A group of demonstrators who had not been inside later gathered at a building where the ambassador was doing a TV show and waited an hour to applaud her. They "probably disagreed with her," but they didn't like the disruption and admired her courage in speaking under difficult circumstances.

Between the two university appearances, the Smith College incident took place. Last fall the senior class voted to ask Kirkpatrick to be the spring commencement speaker. Later the board of trustees decided, as is often the case, to award her an honorary degree. That decision engendered a lot of campus discussion--not disorder, not in opposition to her speaking, but on the suitability of giving the degree in light of her position on El Salvador. This was an in-house dispute and resulted in a petition opposing the degree.

After Berkeley, the president of the college communicated, indirectly and probably directly, with the ambassador. The ambassador's office says someone "presented her with a fait accompli" since there was fear that there would be "an uncontrollable social problem" and her "safety could not be ensured." She should come some other time.

The college press office says that the president "just laid out the facts and she decided to withdraw." These "facts" were not that the Smith students or faculty would be disruptive, but that it was possible that a large Latin American group, drawn from the five-college area, might show up because it had been staging demonstrations at shopping centers and other public places.

Both agree that the ambassador thought such an occurrence would spoil the graduation. Nobody concerned seems comfortable about what has happened. The board of trustees unanimously reconfirmed its decision to award the degree. The freedom-of-speech people lost out because they won't hear her speak, even those who don't like her policies and opposed the degree; the seniors had to find another speaker. The ambassador hasn't responded to a letter inviting her to speak in the fall. Everyone's nose is out of joint, and all think the affair hurts Smith's reputation.

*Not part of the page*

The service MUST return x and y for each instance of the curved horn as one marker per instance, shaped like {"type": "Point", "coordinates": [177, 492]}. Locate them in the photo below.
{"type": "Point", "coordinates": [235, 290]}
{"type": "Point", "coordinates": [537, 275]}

This is the kind of muddle that can be rectified with a little generosity all around.

The reason for recounting all this past history after the primary point has been made --Kirkpatrick's absolute right to speak without impediment by anyone, for any reason-- is the Henny Penny reaction that the sky is falling, again, in academia.

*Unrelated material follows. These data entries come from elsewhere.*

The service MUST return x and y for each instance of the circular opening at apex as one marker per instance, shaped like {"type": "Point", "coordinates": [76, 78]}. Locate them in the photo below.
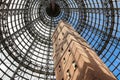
{"type": "Point", "coordinates": [53, 10]}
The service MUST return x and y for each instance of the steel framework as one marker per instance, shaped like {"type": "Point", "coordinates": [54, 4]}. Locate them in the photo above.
{"type": "Point", "coordinates": [26, 29]}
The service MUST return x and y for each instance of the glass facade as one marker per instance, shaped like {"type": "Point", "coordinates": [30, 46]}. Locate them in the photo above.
{"type": "Point", "coordinates": [26, 27]}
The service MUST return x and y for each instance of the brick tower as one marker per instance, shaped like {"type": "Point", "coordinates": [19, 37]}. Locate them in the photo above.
{"type": "Point", "coordinates": [74, 59]}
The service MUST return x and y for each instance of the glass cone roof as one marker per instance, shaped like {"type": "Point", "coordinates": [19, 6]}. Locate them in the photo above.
{"type": "Point", "coordinates": [26, 28]}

This is not a return to the '60s disruption that the conservative columnists are pronouncing. It's not even a reverse return to the '50s repression that other conservatives imposed on liberal speakers.

It is something else: perhaps, "positive unity," the opposite of Hannah Arendt's "negative unity." In "On Violence" she wrote:

". . . the extreme form of violence is One against All. And (it is) never possible without instruments. To claim, as is often done, that a tiny unarmed minority has successfully, by means of violence--shouting, kicking up a row, et cetera-- disrupted large lecture classes whose overwhelming majority had voted for normal instruction procedures is a very misleading . . . . What actually happens in such cases is something more serious: the majority clearly refuses to use its power and overpower the disrupters. . . . What the universities are up against is the 'immense negative unity' . . . . The merely onlooking majority, amused by the spectacle of a shouting match between student and professor, is in fact already the latent ally of the minority" (italics added).

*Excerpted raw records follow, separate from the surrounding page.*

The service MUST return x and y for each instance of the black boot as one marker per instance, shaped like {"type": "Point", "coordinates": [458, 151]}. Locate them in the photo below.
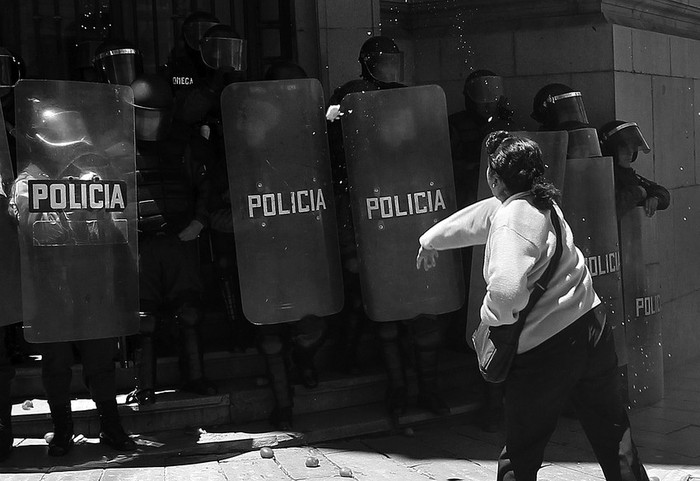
{"type": "Point", "coordinates": [61, 440]}
{"type": "Point", "coordinates": [145, 366]}
{"type": "Point", "coordinates": [428, 393]}
{"type": "Point", "coordinates": [111, 431]}
{"type": "Point", "coordinates": [6, 438]}
{"type": "Point", "coordinates": [281, 416]}
{"type": "Point", "coordinates": [192, 362]}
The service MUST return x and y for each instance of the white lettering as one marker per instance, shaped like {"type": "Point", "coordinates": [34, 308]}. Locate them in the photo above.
{"type": "Point", "coordinates": [95, 203]}
{"type": "Point", "coordinates": [286, 203]}
{"type": "Point", "coordinates": [39, 192]}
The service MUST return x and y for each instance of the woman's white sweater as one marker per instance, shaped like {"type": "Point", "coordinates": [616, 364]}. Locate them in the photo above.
{"type": "Point", "coordinates": [520, 241]}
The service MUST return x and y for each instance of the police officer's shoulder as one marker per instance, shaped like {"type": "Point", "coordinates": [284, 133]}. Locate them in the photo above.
{"type": "Point", "coordinates": [353, 86]}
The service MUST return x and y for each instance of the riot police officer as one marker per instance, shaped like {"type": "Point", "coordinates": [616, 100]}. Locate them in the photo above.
{"type": "Point", "coordinates": [623, 141]}
{"type": "Point", "coordinates": [292, 344]}
{"type": "Point", "coordinates": [61, 148]}
{"type": "Point", "coordinates": [381, 68]}
{"type": "Point", "coordinates": [223, 54]}
{"type": "Point", "coordinates": [173, 193]}
{"type": "Point", "coordinates": [381, 62]}
{"type": "Point", "coordinates": [10, 72]}
{"type": "Point", "coordinates": [486, 109]}
{"type": "Point", "coordinates": [558, 107]}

In Berkeley and Minnesota, the minority was quelled, albeit imperfectly, by the positive unity of the majority. The speaker was applauded, got a standing ovation; students rose to confront hecklers; faculty moderators took to the microphones, called the audience to principle, upbraided undemocratic behavior; and the speaker spoke. It was not idyllic for her; it was awful. But she stood her ground, not only because she wanted to speak, but because the majority wanted to hear her.

The conservatives are right to thunder on behalf of free speech in these instances. But the universities are not, as one columnist wrote, "provinces of bitterness, extremism and anti-democratic values."

It may be that those who forget the past are destined to relive it. It may also be that those who fail to see the present are destined forever to live in fear of the past.